正在加载视频...

视频加载失败

加载此视频时出现问题。这可能是由于临时网络问题，或视频可能不可用。

Mathematics offers a unique window into AI's reasoning capabilities. Discover why we've launched FrontierMath—a benchmark of hundreds of unpublished, expert-level math problems—to understand the frontier of artificial intelligence.

Epoch AI

47,066 subscribers

394,050 次观看 • 1 年前 •via X (Twitter)

科学技术教育

Anya Rossi• Live Now

Private livecam show

10 条评论

Epoch AI 的头像

Epoch AI1 年前

Learn more about FrontierMath, explore sample problems with detailed solutions, and see how current AI systems perform on FrontierMath:

Daniel Paleka 的头像

Daniel Paleka1 年前

How many problems are there in the dataset? I guess about 290?

Tilman Bayer 的头像

Tilman Bayer1 年前

SOTA among math benchmarks... I see what you did there 😉

Alfred Wahlforss 的头像

Alfred Wahlforss1 年前

Go Elliot!

Fred Zhang 的头像

Fred Zhang1 年前

are problem statements formalized?

Charlie Snell 的头像

Charlie Snell1 年前

Banger

Luis Garicano 🇪🇺🇺🇦 的头像

Luis Garicano 🇪🇺🇺🇦1 年前

You did not try o1-preview?

João Augusto 的头像

João Augusto1 年前

That is awesome guys!!

YJxAI – e/acc 的头像

YJxAI – e/acc1 年前

IF Humans can take weeks to achieve the result. Should not o1 be given the same amount of time to think . Given its increase in performance by increasing Test time Compute

Jason Rute @ JMM 2025 的头像

Jason Rute @ JMM 20251 年前

What is the process by which researchers can submit models to be evaluated on this benchmark? Or are you only interested in leading foundation models? (But even then, you have to consider prompting strategies, no?)

相关视频

This week, OpenAI launched the o3 and o4-mini reasoning models, pushing the boundaries of logic, math, and coding capabilities in AI. Learn more about o3's strengths, and its potential to transform unstructured enterprise data, from Box AI's Sidharth Srinivasan.

This week, OpenAI launched the o3 and o4-mini reasoning models, pushing the boundaries of logic, math, and coding capabilities in AI. Learn more about o3's strengths, and its potential to transform unstructured enterprise data, from Box AI's Sidharth Srinivasan.

Box

615,609 次观看 • 1 年前

"It’s not AI; it’s AC; Artificial Cleverness!" Sir Roger Penrose explains why current "Artificial Intelligence" is missing the most critical ingredient: consciousness.
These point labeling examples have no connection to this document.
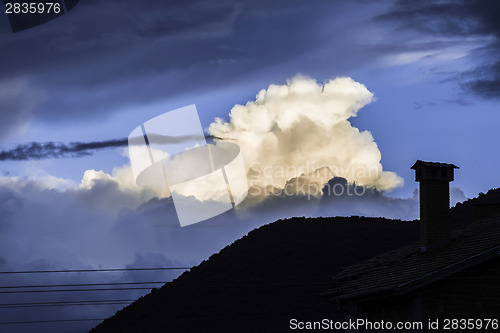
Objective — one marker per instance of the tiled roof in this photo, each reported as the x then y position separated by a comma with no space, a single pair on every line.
399,271
434,164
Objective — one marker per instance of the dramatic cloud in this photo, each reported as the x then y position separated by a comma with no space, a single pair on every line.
459,22
301,127
17,101
46,150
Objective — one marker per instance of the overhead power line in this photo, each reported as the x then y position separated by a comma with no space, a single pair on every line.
49,321
98,270
71,290
80,285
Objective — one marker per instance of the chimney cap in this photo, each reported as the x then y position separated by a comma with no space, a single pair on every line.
420,163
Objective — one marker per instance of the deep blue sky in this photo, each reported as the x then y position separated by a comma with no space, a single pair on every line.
96,72
105,67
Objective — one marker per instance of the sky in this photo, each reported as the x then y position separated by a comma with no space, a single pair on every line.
311,87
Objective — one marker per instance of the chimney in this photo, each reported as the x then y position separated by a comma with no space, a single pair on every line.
434,181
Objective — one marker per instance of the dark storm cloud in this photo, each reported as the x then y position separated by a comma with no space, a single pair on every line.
463,18
47,150
106,55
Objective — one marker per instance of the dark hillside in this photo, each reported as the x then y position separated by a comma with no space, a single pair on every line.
262,280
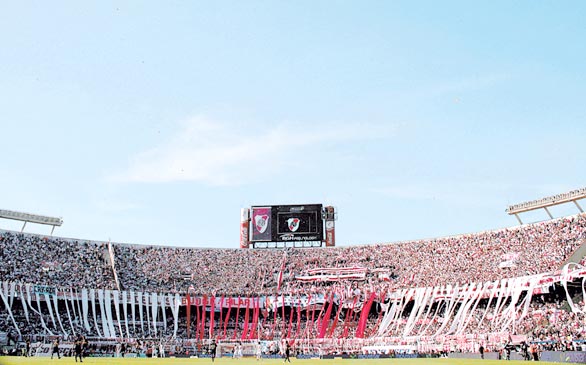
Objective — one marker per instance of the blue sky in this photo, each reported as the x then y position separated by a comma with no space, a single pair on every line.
152,122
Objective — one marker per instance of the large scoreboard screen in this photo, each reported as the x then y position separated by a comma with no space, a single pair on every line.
287,223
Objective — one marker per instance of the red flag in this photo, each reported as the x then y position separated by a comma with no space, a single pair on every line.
237,313
212,315
188,303
227,317
364,316
246,319
203,317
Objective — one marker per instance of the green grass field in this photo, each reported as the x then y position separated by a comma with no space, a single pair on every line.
226,361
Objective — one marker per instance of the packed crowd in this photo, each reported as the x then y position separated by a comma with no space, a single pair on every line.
34,259
477,257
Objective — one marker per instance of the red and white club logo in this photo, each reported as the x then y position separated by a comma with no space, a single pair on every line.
293,224
261,222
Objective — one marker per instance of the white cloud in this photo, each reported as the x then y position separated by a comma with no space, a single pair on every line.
220,153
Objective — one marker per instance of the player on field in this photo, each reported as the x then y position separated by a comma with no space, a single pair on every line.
287,352
55,349
78,344
213,348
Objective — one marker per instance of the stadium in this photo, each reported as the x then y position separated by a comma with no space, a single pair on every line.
516,293
315,182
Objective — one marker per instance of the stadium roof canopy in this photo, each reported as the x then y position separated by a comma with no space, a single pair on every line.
31,218
544,203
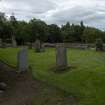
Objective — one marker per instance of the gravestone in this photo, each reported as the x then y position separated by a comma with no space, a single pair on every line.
61,55
23,60
14,44
1,43
39,47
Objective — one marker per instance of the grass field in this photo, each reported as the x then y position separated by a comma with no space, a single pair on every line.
85,80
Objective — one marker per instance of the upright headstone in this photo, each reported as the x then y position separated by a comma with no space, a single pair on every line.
61,55
37,46
23,60
14,44
1,43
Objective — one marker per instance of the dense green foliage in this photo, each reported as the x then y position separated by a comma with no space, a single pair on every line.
85,80
38,29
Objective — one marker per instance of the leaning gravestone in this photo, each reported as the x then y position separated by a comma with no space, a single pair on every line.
61,55
23,60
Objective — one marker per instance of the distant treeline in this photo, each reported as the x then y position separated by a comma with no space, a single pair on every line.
38,29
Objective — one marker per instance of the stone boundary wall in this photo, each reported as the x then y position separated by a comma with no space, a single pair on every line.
72,45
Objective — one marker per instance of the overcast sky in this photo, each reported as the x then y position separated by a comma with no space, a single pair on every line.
92,12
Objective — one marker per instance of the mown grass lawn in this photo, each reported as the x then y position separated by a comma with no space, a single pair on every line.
85,80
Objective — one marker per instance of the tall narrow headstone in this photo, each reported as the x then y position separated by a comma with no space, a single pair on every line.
1,43
23,60
61,55
37,46
14,44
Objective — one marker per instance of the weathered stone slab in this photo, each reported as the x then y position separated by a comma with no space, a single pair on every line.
14,44
23,60
37,46
61,55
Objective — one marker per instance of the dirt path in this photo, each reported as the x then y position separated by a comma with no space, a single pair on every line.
23,90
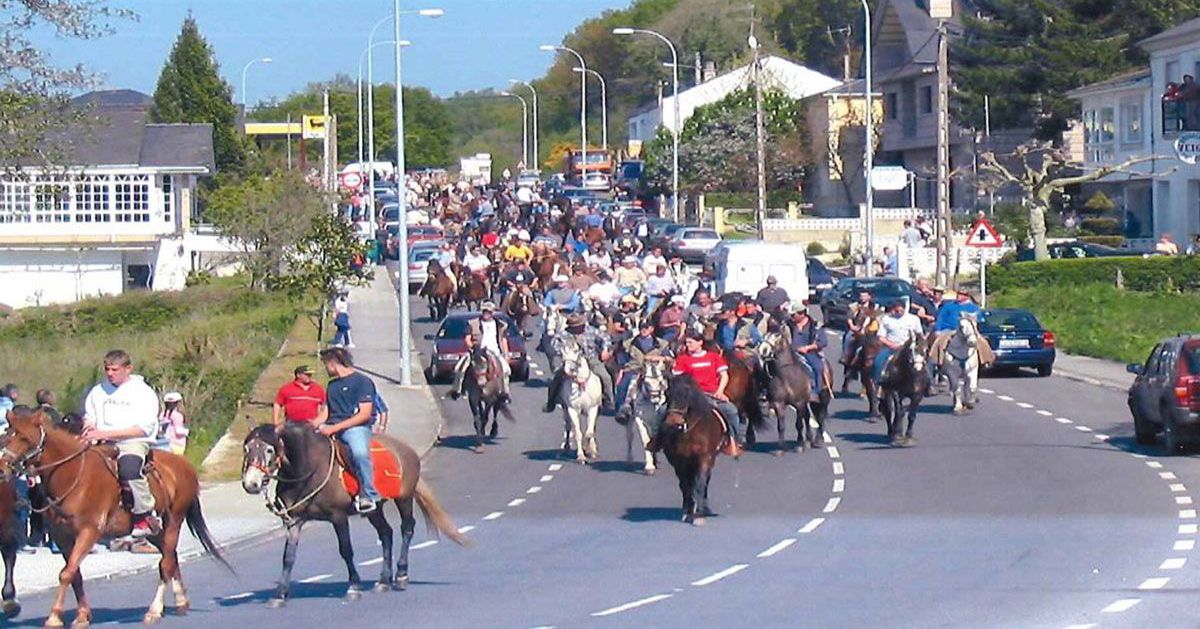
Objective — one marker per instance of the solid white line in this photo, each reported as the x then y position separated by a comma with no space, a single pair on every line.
1155,582
1120,605
1174,563
811,526
777,547
618,609
717,576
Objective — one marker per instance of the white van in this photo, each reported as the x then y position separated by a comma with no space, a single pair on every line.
744,269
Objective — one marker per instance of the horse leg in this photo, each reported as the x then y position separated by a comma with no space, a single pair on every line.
342,528
289,559
383,529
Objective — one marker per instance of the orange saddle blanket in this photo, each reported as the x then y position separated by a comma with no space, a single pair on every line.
388,473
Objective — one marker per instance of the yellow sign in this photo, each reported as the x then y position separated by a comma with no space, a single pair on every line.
315,126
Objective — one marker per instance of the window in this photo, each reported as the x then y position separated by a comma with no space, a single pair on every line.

By delving into the limits of mathematical computability, he argues that while computers are masters of "computational mathematics," true intelligence requires a conscious understanding that exists beyond any algorithm. At the fundamental level, what we call AI is just high-speed calculation. To Penrose, intelligence and consciousness are inseparable; and until a machine can "understand," it’s simply being clever.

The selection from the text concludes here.